正呆呆地站在門邊, 便見底下丫鬟過來, 卻是來送燕窩羹的, 阿蘿忙擦干了眼淚,吩咐其放在案幾上,便命她出去了。
她端起碗來, 胡亂吃了幾口,卻是食不知味,想著蕭敬遠現在生死不知, 可是自己除了掉眼淚, 竟是什么都做不得。
一時想起哥哥所說,不免又胡思亂想:哥哥知道我和蕭敬遠有私情, 顯然是并不喜蕭敬遠活著。不但不盼著他活著, 看那樣子, 倒仿佛是恨不得蕭敬遠再也不要回來呢。若果如此, 他該不會有什么瞞著我吧?他今日為何忽然說出這番話?反過來又想起父親今日才從蕭家回來, 怕是有什么消息告知了哥哥,只是哥哥不說給自己聽。
若是自己此時跑過去問爹爹, 爹爹難免起了懷疑?
這么一想,她便干脆靜坐在榻邊, 冥神細聽, 試圖去聽聽爹娘房中的動靜。其實是存著個僥幸,萬一爹娘討論起這件事來,自己也好從中窺知一二。
誰知道葉長勛和寧氏不過是閑談下里里外外的家事,根本不涉及蕭家一言半語,阿蘿聽得心焦,可是也沒辦法,便疲憊地躺在榻上,一直放開自己這特異耳力,只盼著能聽到關于蕭敬遠的只言片語。

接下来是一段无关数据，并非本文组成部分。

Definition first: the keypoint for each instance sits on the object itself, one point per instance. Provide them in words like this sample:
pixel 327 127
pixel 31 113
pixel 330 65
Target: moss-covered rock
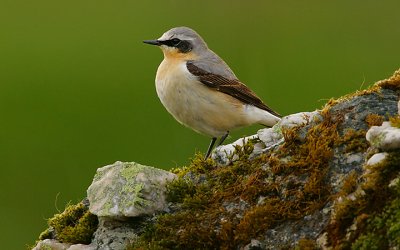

也不知過了多久,想是她傷心過度實在太疲乏,竟然昏沉沉睡去。
睡去的她恍惚中做了一個夢,夢里,蕭敬遠渾身是血地倒在一個墻角,黑發凌亂地披散在紫袍上。
她一驚,連忙喊道:“七叔,七叔你可好?”
可是喊了半響,她發現自己根本發不出聲音,當下急了,明明隱約中也知道自己是在夢里,可是心里又分外焦急,仿佛不喊醒眼前這個人,她便再也見不到他似的,當下便放開喉嚨,嘶聲裂肺地喊起來。
“蕭敬遠,你醒醒!蕭敬遠——”
她從那噩夢中掙脫的時候,她終于聽到自己好像喊出聲了。
“蕭敬遠,蕭敬遠——”一個聲音在她耳邊回響。
可是當她徹底醒來時,才發現,確實有人在說出“蕭敬遠”這個名字,只是那聲音并不是自己發出的。
是誰,在說著蕭敬遠的名字?
她閉上眼睛,側耳傾聽。
那聲音頗為細微遙遠,并不像是在附近,聽起來分為費力。
她干脆將身子蜷縮在榻上,緊閉著雙眸,屏蔽周圍一切噪雜的聲音,只專注地在萬千聲響中捕捉這一個。
最后終于,那絲微弱的聲響從遙遠之處傳來,仿佛蠶絲一般飄飄蕩蕩,進入她的耳中,被她小心翼翼地放大。
確實有一個人在說著蕭敬遠的名字,那個聲音中帶著威脅,而與之相隨的是另一個聲音,男人喘息的聲音。
那個喘息聲頗為沉重緩慢,像是在負重中艱難前行。
阿蘿一個激靈,興奮和激動從腳底板往上直躥向全身各處。盡管那個喘息聲遙遠微弱,可是她依然從中感覺到了熟悉的味道。
那是蕭敬遠的聲音!
他還活著,不但活著,而且就活在燕京城里的某一個地方!
她蹭的一下跳出來,就要往外沖,可是沖到一半,卻又頓在那里。